Is Peace an Unattainable Dream? | A Q&A with Nobel Peace Prize Winner Jody Williams

17 February 2020

Nobel Peace Prize winner and human rights activist, Jody Williams  travels the world expounding her incredible wisdom. She was awarded the Nobel Peace Prize in 1997 for her work toward the banning and clearing of anti-personnel mines and continues to lobby for improvements in human rights and global security.

Jody caught up with us to share some of the incredible work she is doing with the Nobel Women’s Initiative, what sustainable peace looks like and her latest campaign which sees her fighting against killer robots.

Your story is one of inspiration and perseverance, how did you become involved with aid work in El Salvador, providing artificial limbs to children who had lost arms and legs to landmines?

Actually, in El Salvador I organized a program called The Children’s Project which brought children wounded in the war to the US for medical treatment. One aspect of my work has been trying to mitigate the impact of armed conflict on innocent civilians. Wounded children were innocent, tragic victims of a war they had nothing to do with. Hospitals in the US donated medical treatment. The generosity toward the children and their families was simply amazing.

I didn’t become involved with the issue of landmines until late 1991, when I was asked by the Vietnam Veterans of America Foundation and the German humanitarian aid organisation Medico International if I would be willing to try to create a civil society campaign to ban landmines. Ultimately, that led to the International Campaign to Ban Landmines and the pressure created by the campaign resulted in the 1997 Mine Ban Treaty. Today more than 160 countries are part of the treaty and we are moving ever closer to a world free of landmines. It was for that work that the International Campaign to Ban Landmines and I shared the 1997 Nobel Peace Prize.

Could you tell us a bit about the Nobel Women’s Initiative and what you believe the biggest challenges the world faces when it comes to peace and equality?

The Nobel Women’s Initiative, which was launched in January 2006, was founded by six women recipients of the Nobel Peace Prize. We agreed, in addition to the work each of us does individually, to come together to use our influence and access to spotlight and support the work of women’s organizations working around the world for sustainable peace with justice and equality. I invite you to check out our brief page  about the Nobel Women’s Initiative.

I believe that the biggest challenge to building sustainable peace is the feeling that “peace” is the unattainable dream of “tree-hugging” types. Peace is not a utopian dream. Working for it is hard work every single day. The challenge is immense when billions upon billions of dollars are thrown at creating weapons and launching wars at the cost of meeting the real needs of humanity. Achieving deep and meaningful equality requires that we all see the humanity in each of us.

Your latest campaign sees you fighting against killer robots. Can you explain a little about what they are, and why this is so important for people to be aware of?

Part of creating sustainable peace requires getting rid of weapons and the belief that using violence - militarism - will make us safe and secure. I do not question at all the belief that violence only begets more violence. Killer robots are weapons that can operate by themselves to target and kill human beings. How can anyone believe that it is morally right to give life and death decisions to machines? The first revolution in warfare came with gunpowder. The second with nuclear weapons. The third will be with killer robots. Have any of these “advances” made the world a better, safer place? We cannot meaningfully talk about peace without tackling the weapons that destroy peace.

Mary Wareham, left, and Jody Williams of the Campaign to Stop Killer Robots with their mascot ‘David Wreckham’. Credit: The Guardian

You’ve spoken about the importance of empowering women to learn about human security and its fundamental role in achieving peace. Why is this a pressing issue, and what advice would you give women who don't know where to begin?
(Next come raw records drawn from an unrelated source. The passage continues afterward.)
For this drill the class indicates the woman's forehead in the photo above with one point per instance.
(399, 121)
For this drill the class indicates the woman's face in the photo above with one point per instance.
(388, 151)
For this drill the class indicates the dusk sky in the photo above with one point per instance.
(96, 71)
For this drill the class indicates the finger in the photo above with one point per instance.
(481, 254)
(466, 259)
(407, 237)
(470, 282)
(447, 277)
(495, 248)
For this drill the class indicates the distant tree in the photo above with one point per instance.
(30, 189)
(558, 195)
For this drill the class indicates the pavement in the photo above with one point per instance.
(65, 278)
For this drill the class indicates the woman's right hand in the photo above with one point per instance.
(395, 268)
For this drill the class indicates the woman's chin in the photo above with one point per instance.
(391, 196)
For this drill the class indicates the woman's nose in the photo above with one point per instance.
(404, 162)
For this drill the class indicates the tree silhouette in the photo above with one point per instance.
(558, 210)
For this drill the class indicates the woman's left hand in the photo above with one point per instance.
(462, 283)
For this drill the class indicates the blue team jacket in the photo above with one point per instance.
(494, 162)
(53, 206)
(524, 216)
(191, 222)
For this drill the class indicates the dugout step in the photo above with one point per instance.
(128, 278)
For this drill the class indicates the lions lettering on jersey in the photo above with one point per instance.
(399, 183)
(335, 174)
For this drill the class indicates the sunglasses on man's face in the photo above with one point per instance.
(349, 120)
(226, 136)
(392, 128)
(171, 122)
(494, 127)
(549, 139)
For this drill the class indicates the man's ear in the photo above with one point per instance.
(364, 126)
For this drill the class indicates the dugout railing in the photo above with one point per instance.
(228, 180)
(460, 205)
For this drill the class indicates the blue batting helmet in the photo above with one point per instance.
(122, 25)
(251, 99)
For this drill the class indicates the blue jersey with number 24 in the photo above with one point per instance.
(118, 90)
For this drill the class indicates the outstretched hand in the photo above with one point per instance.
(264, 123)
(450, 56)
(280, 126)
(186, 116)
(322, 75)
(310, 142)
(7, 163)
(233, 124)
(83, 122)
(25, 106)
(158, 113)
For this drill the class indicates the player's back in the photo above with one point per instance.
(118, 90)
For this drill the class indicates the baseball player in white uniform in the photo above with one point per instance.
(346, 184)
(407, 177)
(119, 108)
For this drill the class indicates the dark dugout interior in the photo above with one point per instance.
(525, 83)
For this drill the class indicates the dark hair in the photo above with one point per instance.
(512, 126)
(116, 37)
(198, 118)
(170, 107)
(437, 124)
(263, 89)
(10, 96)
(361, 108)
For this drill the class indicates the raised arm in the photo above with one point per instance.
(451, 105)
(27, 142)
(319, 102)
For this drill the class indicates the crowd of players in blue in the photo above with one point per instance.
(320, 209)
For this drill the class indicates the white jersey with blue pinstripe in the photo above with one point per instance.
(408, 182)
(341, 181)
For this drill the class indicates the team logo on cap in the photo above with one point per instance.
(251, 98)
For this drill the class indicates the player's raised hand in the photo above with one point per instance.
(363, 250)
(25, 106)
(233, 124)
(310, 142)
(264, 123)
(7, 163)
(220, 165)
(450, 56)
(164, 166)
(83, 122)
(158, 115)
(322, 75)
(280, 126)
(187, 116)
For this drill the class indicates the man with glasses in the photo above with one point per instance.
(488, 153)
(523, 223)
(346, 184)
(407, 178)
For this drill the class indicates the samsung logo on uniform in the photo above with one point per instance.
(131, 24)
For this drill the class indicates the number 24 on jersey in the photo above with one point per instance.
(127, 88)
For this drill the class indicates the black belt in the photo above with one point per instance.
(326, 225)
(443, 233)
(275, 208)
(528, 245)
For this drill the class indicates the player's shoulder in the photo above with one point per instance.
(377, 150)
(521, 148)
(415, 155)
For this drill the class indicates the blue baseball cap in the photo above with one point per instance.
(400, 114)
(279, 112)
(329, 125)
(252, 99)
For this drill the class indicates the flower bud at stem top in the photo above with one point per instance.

We always hear about national security, the security of a nation, but we hear very little about human security, what it really takes to make people secure in their daily lives and in thinking about the future. What makes people secure is not nuclear weapons, for example. What makes people - women and their families - secure is knowing their children will be able to get a good education.  Have access to health care. Have a decent job that pays people enough to live on. Be able to live in a clean, thriving, sustainable world. That means spending tax-payer money on those things rather than on war.

If there was one thing that you'd want an audience to take away from your speech, what would it be?

That there is nothing magic about being about positive change in the world. The essence of “activism,” a word that seems to scare people, is simple “act.” To act for change. One person alone cannot change the world, but when we come together to make the world a better place for everyone - even the people we don’t like very much - ordinary people can achieve extraordinary things.

Finally, what's next for you?

What’s next? Not sure. I’m rather taken up with what I’m doing now. Life is a curious and wondrous journey and I’m pretty open to where it’s going.

Thank you for taking the time to chat to us Jody, we look forward to following your incredible journey campainging for a better world.